Proof-read chapter 3 (A72 frontend)

2024-08-17 15:43:20 +02:00 · 2024-08-17 15:43:20 +02:00 · 24e3d4a817
commit 24e3d4a817
parent 4e13835886
5 changed files with 33 additions and 30 deletions
--- a/manuscrit/40_A72-frontend/00_intro.tex
+++ b/manuscrit/40_A72-frontend/00_intro.tex
@ -27,19 +27,23 @@ analysis tool, supports only x86-64.
 \smallskip{}
-In this context, modelling an ARM CPU ---~the Cortex A72~--- with Palmed seemed
+In this context, modelling an ARM CPU ---~the Cortex A72~--- with \palmed{}
-to be an important goal, especially meaningful as this particular CPU only has
+seemed to be an important goal, especially meaningful as this particular CPU
-very few hardware counters. However, it yielded only mixed results, as shown in
+only has very few hardware counters. However, it yielded only mixed results, as
-\autoref{sec:palmed_results}.
+we will see in \autoref{sec:a40_eval}.
 \bigskip{}
 In this chapter, we show that a major cause of imprecision in these results is
-the absence of a frontend model. We manually model the Cortex A72 frontend to
+the absence in \palmed{} of a frontend model. We manually model the Cortex A72
-compare a raw \palmed{}-generated model, to one naively augmented with a
+frontend to compare a raw \palmed{}-generated model, to one naively augmented
-frontend model.
+with a frontend model.
 While this chapter only documents a manual approach, we view it as a
 preliminary work towards an automation of the synthesis of a model that stems
 from benchmarks data, in the same way that \palmed{} synthesises a backend
-model.
+model. In this direction, we propose in \autoref{sec:frontend_parametric_model}
 a generic, parametric frontend that, we expect, could be used with good results
 on many architectures. We also offer methodologies that we expect to be able to
 automatically fill some of the parameters of this model for an arbitrary
 architecture.
--- a/manuscrit/40_A72-frontend/10_beyond_ports.tex
+++ b/manuscrit/40_A72-frontend/10_beyond_ports.tex
@ -18,7 +18,7 @@ SPEC2017 on the \texttt{SKL-SP} CPU, while the native measurement yielded only
 4 instructions per cycle. The same effect is visible on \pmevo{} and \llvmmca{}
 heatmaps.
-\begin{example}{High back-end throughput on \texttt{SKL-SP}}
+\begin{example}[High back-end throughput on \texttt{SKL-SP}]

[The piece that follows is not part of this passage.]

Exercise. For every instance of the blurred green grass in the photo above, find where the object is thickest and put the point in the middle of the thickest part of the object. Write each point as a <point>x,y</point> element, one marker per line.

    On the \texttt{SKL-SP} microarchitecture, assuming an infinitely large
    frontend, a number of instructions per cycle higher than 4 is easy to
    reach.
--- a/manuscrit/40_A72-frontend/30_manual_frontend.tex
+++ b/manuscrit/40_A72-frontend/30_manual_frontend.tex
@ -1,7 +1,7 @@
 \section{Manually modelling the A72 frontend}
 Our objective is now to manually construct a frontend model of the Cortex A72.
-We strive, however, to remain as close to an algorithmic methodology that is
+We strive, however, to remain as close to an algorithmic methodology as
 possible: while our model's structure is manually crafted, its data should come
 from experiments that can be later automated.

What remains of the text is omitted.